The new WRX is only 15mm longer than its predecessor, on a 25mm longer wheelbase, but the A pillar has been moved forward by a huge 200mm, making the cabin way bigger than before - and bigger than those of the competition, according to Bhagaloo.
"This is a big car," he said, "way bigger than the German competition, with very comfortable sports bucket seats, remarkable rear leg-room and a cavernous 460-litre boot."
That's 100 litres more than its predecessor could boast, and even then the rear seat-backs can be folded flat for extra luggage space.

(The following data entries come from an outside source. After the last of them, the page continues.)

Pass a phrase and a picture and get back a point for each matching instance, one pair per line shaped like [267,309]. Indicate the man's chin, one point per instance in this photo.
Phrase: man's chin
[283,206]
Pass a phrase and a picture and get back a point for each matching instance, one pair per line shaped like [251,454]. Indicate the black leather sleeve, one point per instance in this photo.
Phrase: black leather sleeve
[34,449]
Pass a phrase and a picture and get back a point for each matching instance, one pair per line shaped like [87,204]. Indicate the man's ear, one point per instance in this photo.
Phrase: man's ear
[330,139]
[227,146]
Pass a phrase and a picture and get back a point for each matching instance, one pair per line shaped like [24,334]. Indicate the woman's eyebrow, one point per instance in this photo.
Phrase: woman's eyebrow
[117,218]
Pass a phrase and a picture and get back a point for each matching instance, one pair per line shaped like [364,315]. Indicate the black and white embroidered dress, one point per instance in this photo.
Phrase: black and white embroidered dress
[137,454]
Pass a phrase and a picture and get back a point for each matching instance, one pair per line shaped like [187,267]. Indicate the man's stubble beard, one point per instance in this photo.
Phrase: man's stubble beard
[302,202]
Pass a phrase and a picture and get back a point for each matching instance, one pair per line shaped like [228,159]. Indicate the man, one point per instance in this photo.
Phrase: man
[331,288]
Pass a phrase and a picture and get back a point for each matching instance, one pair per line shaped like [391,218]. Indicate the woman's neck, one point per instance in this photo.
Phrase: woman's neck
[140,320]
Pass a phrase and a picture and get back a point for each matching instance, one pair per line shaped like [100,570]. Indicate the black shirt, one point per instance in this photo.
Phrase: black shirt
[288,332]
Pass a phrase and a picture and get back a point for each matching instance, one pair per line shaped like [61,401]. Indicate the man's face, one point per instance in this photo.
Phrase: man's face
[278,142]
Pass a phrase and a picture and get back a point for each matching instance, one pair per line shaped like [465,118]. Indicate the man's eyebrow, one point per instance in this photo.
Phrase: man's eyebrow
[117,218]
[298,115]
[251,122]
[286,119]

Full leather trim is complemented by red contrast stitching, a flat-bottomed steering wheel, soft-touch surfaces and faux carbon-fibre dashboard finish.
New-look dials and controls with two colour display screens provide various information readouts including fuel economy and boost pressure.
Standard kit includes automatic headlights with self-levelling LED elements, automatic wipers, daytime running lights, privacy glass, an electric sunroof and 17" alloys running 235/45 Dunlop SP Sport Maxx RT tyres.
Then there's keyless access with push-button starting, a six-speaker multimedia audio system with USB and auxiliary connectivity, voice control, Bluetooth, red ambient lighting and a full-colour multi-information display with readouts for fuel efficiency, trip information, audio details and a new boost gauge.
A rear-view camera is standard issue, as are cruise control and automatic aircon.
Available accessories include satellite navigation, a sports exhaust system and the STI body kit.
The final word is Bhagaloo’s:"This is not a pocket rocket like the VW Golf R or Audi S3 - it's a hot family sedan - and at the price there's not much to compare with it."
WRX Premium - R449 000
WRX Premium Sport Lineartronic CVT - R469 000
The new Subaru WRX comes with a three-year or 100 000km warranty and three-year or 75 000km maintenance plan, which can be optionally extended at purchase. Service intervals are 15 000 km.